Wilhelm Reich, 1920'lerde kendisi gibi Yahudi kökenli bir bilim adamı olan Sigmund Freud ile birlikte çalıştı. Hayatının büyük bölümünde hatırı sayılır bir analist olarak tanındı. Kişisel nevrotik semptomlar yerine karakter yapısına odaklandı. Hastalarda ortaya çıkan nevrozların fiziksel, cinsel, ekonomik ve sosyal şartlardan kaynaklı olduğunu savunarak Marksizm ile psikanalizi bağdaştırmaya çalıştı. Böylece bilimsel çalışmalarını yine Yahudi kökenli Karl Marx’a dayandırdı. Ruhsal hastalıkların tedavisinde cinselliği bir tedavi aracı olarak kullandı, başarı sağladı ancak muhafazakar toplumdan gelen tepkiler üzerine geri adım atmak zorunda kaldı.  Psikoloji ve psikiyatri, Batı bunalımında (1930 - 1945) oluşmuştur. Bu dönemde Yahudi kökenli sosyal bilim adamları, Hitler’in liderliğini yaptığı Alman Faşizminin açıklamasına büyük çaba sarf etmişlerdir. Wilhelm Reich, bunların en tipik olanıdır. Sözkonusu sosyal bilim alanında çalışan Yahudi kökenli bilim adamlarının Alman Faşizmi için ürettikleri kuramlar, bugün İsrail’in Siyonist politikaları için de geçerlidir.

Wilhelm Reich, ‘Faşizmin Kitle Ruhu Anlayışı’ adlı eserinde, ırkçılığı faşizmin bir öğesi, ancak (s. 112'de) «Alman faşizminin tutunduğu ana menteşe ırk kuramıdır[3]» diyecek kadar önemli, asal bir öğesi olarak görür. Reich bir öğretinin ekonomik temelinin onun somut dayanağını açıkladığını, ama bize onun akıldışı çekirdeği konusunda bir şey öğretmediğini (s. 118'de) söyler.

Bir öğretinin maddesel, ekonomik temeli, iki yönlüdür. Öğreti dolaylı yoldan toplumun ekonomik yapısına bağlıdır; dolaysız yoldan bu öğretiyi üreten ve toplumun ekonomik yapısıyla belirlenen insanların kendilerine özgü zihinsel yapılarına bağlıdır. Böylece, akıl dışı, ideolojik bir ortamda yetişen insanlar, akıldışı «kişilik yapıları» kazanırlar.   

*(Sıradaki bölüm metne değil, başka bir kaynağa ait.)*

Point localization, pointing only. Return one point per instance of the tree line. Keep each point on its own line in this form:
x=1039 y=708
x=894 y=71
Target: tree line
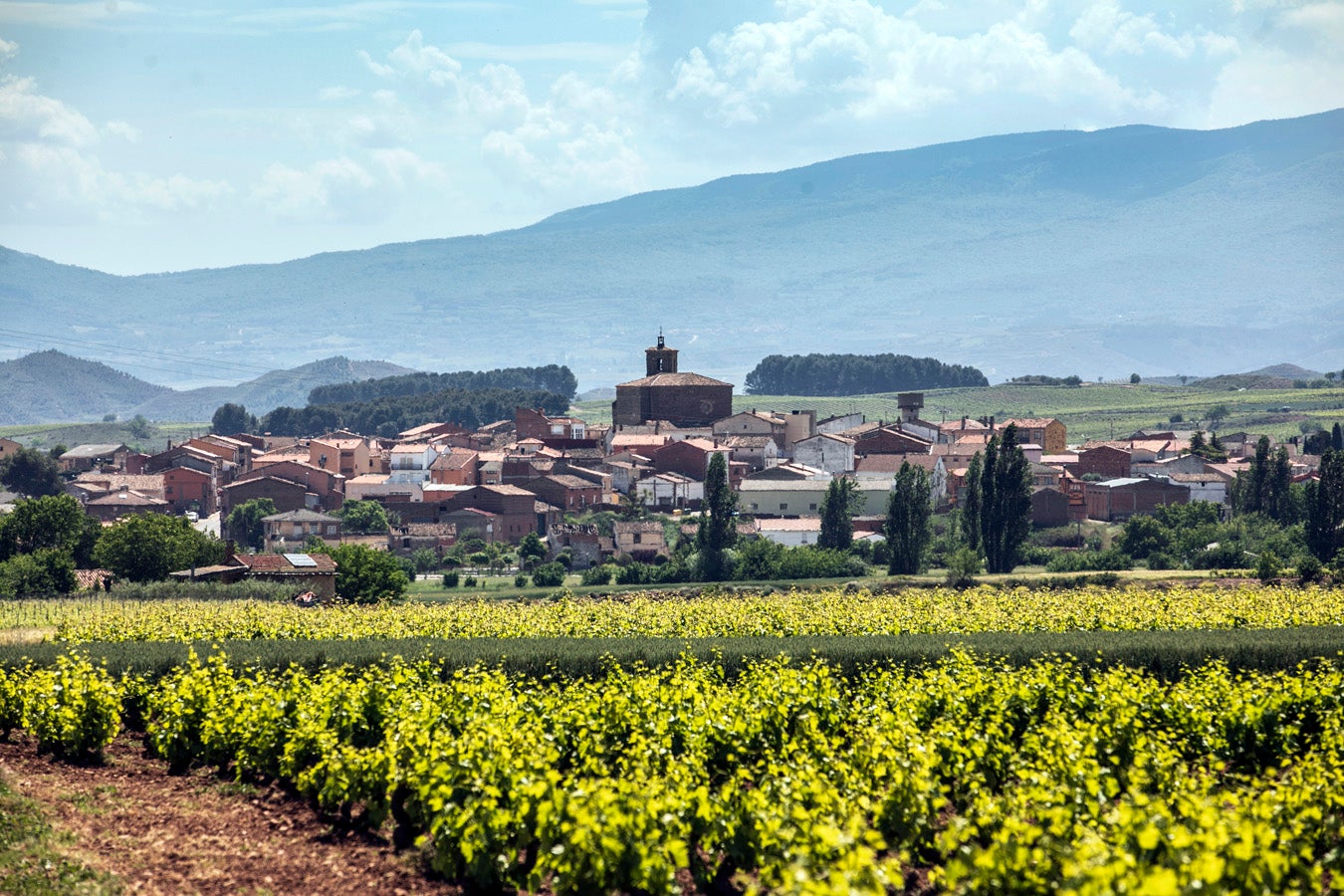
x=553 y=377
x=388 y=415
x=856 y=375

Reich'a göre emperyalizmin görüş açısını anlamak için onu doğuran ekonomik temele bakmalıyız. O zaman faşist ırk kuramı ile ulusçu öğretinin, ekonomik güçlüklerle karşılaşan bir egemen katmanın emperyalist amaçlarına bağlı oldukları görülür. Ancak bu ekonomik etmenler öğretinin özünü oluşturmaz, yalnızca yeşereceği toprağı oluştururlar. Faşist öğretinin akıldışı çekirdeği, faşist kişilik yapısıdır. 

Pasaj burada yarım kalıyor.